On some days it seems like Democrats and Republicans in Washington can agree on nothing. Adding to the partisan impasses are dozens of obscure Senate procedures that have a significant impact on how and when legislation is considered and passed. Most people know that the filibuster – which requires 60 votes to allow a bill to be debated or voted on – has recently become a common element of the Senate’s daily business, invoked on essentially every piece of legislation. However, fewer people know that Senate rules require the minority party’s consent to hold committee hearings after 2 p.m. or that Congress often holds “pro forma” sessions during recesses which allow bills to be passed with only a handful of members present and prevent Presidential recess appointments. Just last week, a series of parliamentary games played by both sides caused the Senate to nearly explode in anger. While trying to advance to a vote on legislation that would sanction China for manipulating its currency, Majority Leader Harry Reid (D-NV) used a procedural move to eliminate amendments that did not directly pertain to the original bill. Although few Americans will ever learn about this particular Senate procedure, Republican Senators called it the “nuclear option” and Minority Leader Mitch McConnell gave an impassioned speech in opposition to the move where he accused Majority Leader Reid of “fundamentally turning the Senate into the House” (an accusation that may qualify as one of the most devastating insults that one Senator can hurl at another).
However, obscure Senate procedures do not just keep politicos and wonks up late at night – they can also have a significant impact on local parks and recreation agencies throughout the country. Just last month, Senate and House leadership reached a compromise that would allow for an extension of Federal Aviation Administration (FAA) and federal highway programs.
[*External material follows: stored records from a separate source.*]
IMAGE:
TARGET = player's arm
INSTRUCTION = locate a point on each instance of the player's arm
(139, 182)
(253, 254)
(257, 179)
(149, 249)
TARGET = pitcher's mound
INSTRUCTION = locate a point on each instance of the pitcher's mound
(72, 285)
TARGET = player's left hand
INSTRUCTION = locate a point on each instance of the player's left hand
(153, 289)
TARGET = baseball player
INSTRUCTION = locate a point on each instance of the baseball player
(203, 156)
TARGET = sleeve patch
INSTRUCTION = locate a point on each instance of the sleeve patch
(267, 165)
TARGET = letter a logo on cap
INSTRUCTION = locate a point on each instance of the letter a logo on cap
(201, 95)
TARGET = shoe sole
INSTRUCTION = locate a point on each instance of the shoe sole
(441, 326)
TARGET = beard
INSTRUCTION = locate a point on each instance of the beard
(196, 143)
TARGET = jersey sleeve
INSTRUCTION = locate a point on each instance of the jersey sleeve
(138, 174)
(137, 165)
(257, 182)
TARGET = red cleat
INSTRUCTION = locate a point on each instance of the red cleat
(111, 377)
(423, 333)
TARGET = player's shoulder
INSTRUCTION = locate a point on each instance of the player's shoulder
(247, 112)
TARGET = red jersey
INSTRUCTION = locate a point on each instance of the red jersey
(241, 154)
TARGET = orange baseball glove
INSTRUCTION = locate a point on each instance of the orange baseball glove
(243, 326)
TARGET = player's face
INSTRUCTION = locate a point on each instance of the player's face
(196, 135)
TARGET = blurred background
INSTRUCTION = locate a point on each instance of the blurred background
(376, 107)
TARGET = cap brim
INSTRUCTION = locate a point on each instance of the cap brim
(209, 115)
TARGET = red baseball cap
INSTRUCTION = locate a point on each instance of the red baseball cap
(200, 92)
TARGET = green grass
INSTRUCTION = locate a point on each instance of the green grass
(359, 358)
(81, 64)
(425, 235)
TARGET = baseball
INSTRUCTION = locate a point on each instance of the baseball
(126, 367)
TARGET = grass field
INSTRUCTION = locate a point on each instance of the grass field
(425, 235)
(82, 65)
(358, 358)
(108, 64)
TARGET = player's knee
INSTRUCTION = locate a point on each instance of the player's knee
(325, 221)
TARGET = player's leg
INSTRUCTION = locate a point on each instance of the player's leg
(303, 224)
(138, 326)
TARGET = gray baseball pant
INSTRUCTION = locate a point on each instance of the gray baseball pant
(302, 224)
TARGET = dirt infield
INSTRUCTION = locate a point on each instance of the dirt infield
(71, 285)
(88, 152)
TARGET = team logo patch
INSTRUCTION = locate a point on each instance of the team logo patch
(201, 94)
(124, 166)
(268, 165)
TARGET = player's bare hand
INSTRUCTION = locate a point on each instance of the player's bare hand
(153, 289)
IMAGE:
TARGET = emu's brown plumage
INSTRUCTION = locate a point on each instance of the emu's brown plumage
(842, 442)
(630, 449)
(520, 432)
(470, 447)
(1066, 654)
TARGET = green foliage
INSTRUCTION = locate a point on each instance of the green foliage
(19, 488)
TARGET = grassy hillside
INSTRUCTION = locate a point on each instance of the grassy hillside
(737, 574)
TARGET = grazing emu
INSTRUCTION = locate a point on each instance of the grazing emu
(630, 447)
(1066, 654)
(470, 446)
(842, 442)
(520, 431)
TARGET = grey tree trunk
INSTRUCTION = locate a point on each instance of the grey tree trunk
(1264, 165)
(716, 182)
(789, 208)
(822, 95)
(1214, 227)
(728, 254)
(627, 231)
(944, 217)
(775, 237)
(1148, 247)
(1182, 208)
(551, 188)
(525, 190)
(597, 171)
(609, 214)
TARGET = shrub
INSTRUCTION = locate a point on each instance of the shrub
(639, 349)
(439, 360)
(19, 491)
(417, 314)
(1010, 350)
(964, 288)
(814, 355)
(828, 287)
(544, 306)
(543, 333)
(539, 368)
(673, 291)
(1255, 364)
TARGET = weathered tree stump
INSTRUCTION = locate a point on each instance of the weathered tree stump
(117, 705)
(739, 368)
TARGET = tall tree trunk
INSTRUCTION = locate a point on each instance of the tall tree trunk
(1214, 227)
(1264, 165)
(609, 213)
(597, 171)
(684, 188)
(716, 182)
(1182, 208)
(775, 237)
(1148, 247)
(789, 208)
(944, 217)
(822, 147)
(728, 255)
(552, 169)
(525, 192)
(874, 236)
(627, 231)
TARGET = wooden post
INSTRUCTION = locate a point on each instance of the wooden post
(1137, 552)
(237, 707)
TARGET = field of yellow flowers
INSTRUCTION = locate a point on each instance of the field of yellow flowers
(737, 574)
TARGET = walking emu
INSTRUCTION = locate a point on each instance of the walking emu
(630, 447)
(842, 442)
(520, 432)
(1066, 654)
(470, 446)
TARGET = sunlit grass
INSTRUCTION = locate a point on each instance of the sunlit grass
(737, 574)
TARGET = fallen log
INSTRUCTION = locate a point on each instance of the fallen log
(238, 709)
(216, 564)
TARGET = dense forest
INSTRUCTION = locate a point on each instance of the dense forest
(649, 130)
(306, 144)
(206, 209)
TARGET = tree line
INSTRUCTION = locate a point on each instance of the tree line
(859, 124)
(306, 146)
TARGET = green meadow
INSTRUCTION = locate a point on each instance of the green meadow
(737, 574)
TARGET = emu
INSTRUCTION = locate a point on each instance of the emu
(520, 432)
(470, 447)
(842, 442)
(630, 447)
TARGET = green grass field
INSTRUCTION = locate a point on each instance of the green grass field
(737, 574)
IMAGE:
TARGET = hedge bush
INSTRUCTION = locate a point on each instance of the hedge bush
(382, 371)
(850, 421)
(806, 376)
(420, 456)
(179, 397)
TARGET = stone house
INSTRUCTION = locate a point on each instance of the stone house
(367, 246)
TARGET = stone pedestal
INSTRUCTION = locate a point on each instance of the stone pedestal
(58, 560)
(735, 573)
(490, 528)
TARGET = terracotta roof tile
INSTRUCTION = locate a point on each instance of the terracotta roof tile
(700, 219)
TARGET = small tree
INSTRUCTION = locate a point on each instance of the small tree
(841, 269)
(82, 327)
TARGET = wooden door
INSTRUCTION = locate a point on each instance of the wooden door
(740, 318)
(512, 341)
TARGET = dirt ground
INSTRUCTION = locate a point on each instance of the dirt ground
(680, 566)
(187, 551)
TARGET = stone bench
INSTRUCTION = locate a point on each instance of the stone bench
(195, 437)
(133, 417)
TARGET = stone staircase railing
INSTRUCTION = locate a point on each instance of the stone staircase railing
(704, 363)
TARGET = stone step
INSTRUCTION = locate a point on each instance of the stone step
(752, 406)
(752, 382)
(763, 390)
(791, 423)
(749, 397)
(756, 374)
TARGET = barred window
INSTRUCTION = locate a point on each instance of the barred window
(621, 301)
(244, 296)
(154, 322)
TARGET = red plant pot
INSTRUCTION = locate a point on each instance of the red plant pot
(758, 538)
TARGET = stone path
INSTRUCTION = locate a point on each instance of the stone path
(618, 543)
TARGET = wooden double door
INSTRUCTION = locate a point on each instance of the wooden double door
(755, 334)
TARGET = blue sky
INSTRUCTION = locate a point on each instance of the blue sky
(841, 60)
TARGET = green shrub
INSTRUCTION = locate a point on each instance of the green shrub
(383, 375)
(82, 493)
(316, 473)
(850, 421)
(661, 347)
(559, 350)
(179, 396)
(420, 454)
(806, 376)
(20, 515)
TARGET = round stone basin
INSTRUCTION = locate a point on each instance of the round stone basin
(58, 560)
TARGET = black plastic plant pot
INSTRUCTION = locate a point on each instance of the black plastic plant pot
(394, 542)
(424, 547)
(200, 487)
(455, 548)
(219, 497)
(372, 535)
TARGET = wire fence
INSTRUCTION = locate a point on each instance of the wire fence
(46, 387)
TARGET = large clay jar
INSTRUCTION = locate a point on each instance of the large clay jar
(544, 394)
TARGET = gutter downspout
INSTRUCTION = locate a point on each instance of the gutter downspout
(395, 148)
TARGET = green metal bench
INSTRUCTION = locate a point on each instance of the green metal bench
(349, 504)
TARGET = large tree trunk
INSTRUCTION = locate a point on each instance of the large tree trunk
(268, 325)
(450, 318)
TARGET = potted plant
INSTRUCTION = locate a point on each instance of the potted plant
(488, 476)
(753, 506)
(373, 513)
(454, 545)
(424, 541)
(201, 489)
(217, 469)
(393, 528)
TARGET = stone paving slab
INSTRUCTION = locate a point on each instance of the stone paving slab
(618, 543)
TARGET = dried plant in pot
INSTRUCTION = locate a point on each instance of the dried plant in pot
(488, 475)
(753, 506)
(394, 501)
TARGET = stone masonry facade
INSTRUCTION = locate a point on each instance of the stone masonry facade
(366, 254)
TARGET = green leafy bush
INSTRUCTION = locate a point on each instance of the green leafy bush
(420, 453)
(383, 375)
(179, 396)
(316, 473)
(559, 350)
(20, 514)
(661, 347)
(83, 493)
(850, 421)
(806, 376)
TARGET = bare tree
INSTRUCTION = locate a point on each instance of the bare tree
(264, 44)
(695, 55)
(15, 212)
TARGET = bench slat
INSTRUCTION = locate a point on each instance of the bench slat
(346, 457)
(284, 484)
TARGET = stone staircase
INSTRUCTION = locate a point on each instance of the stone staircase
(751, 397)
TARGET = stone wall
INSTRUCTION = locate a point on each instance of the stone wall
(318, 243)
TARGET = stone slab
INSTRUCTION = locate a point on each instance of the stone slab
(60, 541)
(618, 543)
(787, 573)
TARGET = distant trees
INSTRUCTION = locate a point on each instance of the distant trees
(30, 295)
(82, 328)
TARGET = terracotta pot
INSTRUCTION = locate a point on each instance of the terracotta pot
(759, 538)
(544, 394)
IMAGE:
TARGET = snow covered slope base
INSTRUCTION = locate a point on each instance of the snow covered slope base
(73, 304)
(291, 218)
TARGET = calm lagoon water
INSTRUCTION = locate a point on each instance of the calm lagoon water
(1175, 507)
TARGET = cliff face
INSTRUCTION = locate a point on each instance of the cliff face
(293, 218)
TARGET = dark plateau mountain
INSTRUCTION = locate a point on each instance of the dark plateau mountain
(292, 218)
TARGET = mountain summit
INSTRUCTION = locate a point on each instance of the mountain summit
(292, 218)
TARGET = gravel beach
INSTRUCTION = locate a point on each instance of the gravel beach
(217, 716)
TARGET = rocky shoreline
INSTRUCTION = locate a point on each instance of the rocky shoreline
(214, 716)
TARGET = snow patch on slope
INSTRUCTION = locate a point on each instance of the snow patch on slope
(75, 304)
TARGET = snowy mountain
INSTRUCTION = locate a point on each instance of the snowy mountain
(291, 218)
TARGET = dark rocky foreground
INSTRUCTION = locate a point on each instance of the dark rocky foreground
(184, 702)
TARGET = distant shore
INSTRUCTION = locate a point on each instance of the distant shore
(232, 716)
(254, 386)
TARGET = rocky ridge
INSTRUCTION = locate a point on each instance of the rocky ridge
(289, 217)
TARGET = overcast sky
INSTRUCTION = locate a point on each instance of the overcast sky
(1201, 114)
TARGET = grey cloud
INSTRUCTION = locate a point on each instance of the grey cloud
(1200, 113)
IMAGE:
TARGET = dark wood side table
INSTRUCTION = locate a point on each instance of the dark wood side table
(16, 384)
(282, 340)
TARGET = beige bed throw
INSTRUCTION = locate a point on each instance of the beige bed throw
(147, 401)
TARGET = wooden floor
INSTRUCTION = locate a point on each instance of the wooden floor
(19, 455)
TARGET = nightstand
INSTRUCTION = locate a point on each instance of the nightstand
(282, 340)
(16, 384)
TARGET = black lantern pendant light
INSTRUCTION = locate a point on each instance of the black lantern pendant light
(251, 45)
Coming after several months of debate that saw a six week partial FAA shutdown which furloughed approximately 4,000 federal employees and 80,000 contractors, Congressional leadership was particularly interested in reaching a compromise that would avoid another shutdown. However, with the compromise coming only a couple of days before FAA authority would expire on September 17th, the Senate would need to pass the bipartisan deal under “unanimous consent” rules to bypass normal procedures that would have postponed a vote. Seeing the leverage provided by this procedural issue, Sen. Tom Coburn (R-OK) announced that he would invoke his right to prevent an expedited vote on the transportation and FAA extension unless Senate leaders would agree to eliminate a set-aside for the Transportation Enhancements program that funds many local park priorities. Two days later, he relented and released his objections to the bill after claiming that he had received promises from Democratic leadership that the program set-aside would be eliminated in future legislation (for their part, Democratic Senators deny that such a deal was reached and no legislation has yet been unveiled).
As Senate procedure becomes the newest battleground for partisan fights, are these parliamentary tactics fundamentally harming Congress’s ability to effectively govern? Or are they providing a necessary backstop to the often sweeping changes demanded by the House of Representatives, who passed sweeping changes to the nation’s healthcare and banking sectors a year ago and then voted to repeal them less than 12 months later? At the end of the day, are partisan differences simply finding an outlet in parliamentary procedure, or are legislative games fueling the fire of partisan angst?